Do you know how long your computer takes to sleep? Are you already using settings to save energy?
PSU departments interested in participating in the Power Management Pilot should contact email@example.com
A computer uses 200 watts of electricity per hour when in use, and only 20 watts when sleeping. Multiply this by all of the computers in offices across Portland State’s campus, and the potential energy savings is significant.
That’s why several PSU departments are participating in a pilot project to reduce the electricity consumed by computers and monitors when not in use. A collaboration between the Office of Information Technology (OIT) and Campus Sustainability Office, the pilot will assess the best ways to enable power management settings on network computers and monitors. These settings save energy by putting the computer and monitor to sleep after a certain period of inactivity. When a computer is in a sleep state, it is like pausing a DVD player—the computer immediately stops what it’s doing, maintains all open documents and programs, and is ready to start again as needed.
The results of the pilot will inform the process of enabling these settings across the entire campus. Participants will set their monitor to sleep after 15 minutes of inactivity, and computer sleeps after 20 minutes of inactivity. Computers used for public display or for remote desktop access will receive augmented settings, or not be affected.
Conserving electricity is an important part of reducing the University’s ecological footprint, as the burning of fossil fuels to produce electricity releases greenhouse gasses that contribute to climate change. This energy savings directly supports the goals of PSU’s Climate Action Plan. This plan charts the course for PSU to be carbon neutral by 2040 through targets such as reducing energy use per square foot to 25 percent below 2000 levels through demand management practices. Conserving electricity used by campus computers and monitors will also save University funds and promote PSU’s institutional sustainability mission.

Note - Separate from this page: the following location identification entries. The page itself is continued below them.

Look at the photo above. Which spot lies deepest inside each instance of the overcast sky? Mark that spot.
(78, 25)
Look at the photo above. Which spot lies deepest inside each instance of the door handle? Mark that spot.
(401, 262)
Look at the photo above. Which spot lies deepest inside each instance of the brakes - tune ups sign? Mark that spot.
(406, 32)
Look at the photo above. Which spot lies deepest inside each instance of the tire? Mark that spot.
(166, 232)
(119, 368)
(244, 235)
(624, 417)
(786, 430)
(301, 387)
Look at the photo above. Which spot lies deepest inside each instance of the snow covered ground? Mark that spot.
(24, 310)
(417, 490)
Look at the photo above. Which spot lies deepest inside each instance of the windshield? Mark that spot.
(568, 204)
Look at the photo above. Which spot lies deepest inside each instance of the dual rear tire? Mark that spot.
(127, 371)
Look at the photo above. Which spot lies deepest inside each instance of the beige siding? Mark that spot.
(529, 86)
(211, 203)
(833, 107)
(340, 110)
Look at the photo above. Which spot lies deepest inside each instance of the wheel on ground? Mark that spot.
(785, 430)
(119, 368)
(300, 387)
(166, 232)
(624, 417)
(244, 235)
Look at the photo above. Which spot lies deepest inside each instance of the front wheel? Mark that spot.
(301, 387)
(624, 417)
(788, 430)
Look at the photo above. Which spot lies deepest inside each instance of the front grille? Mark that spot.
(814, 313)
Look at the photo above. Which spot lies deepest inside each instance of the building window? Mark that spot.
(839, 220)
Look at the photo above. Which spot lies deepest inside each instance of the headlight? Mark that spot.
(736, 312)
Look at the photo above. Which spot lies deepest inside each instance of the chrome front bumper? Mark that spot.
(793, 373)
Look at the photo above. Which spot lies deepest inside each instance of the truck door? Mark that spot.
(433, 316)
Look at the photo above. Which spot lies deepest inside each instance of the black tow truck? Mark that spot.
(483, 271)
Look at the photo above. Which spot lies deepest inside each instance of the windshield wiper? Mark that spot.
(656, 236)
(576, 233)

Offices currently participating in the pilot include the Planning Sustainability & Real Estate department, the Institute for Sustainable Solutions, Community Environmental Services, and Transportation & Parking Services. Several departments have already completed successful power management pilots, including the Human Resources Department, Oregon Center for Career Development in Childhood Care & Education, and the National Policy Consensus Center. Users in some of these groups found increased security of desktop computers to be an added benefit of enabling power management settings.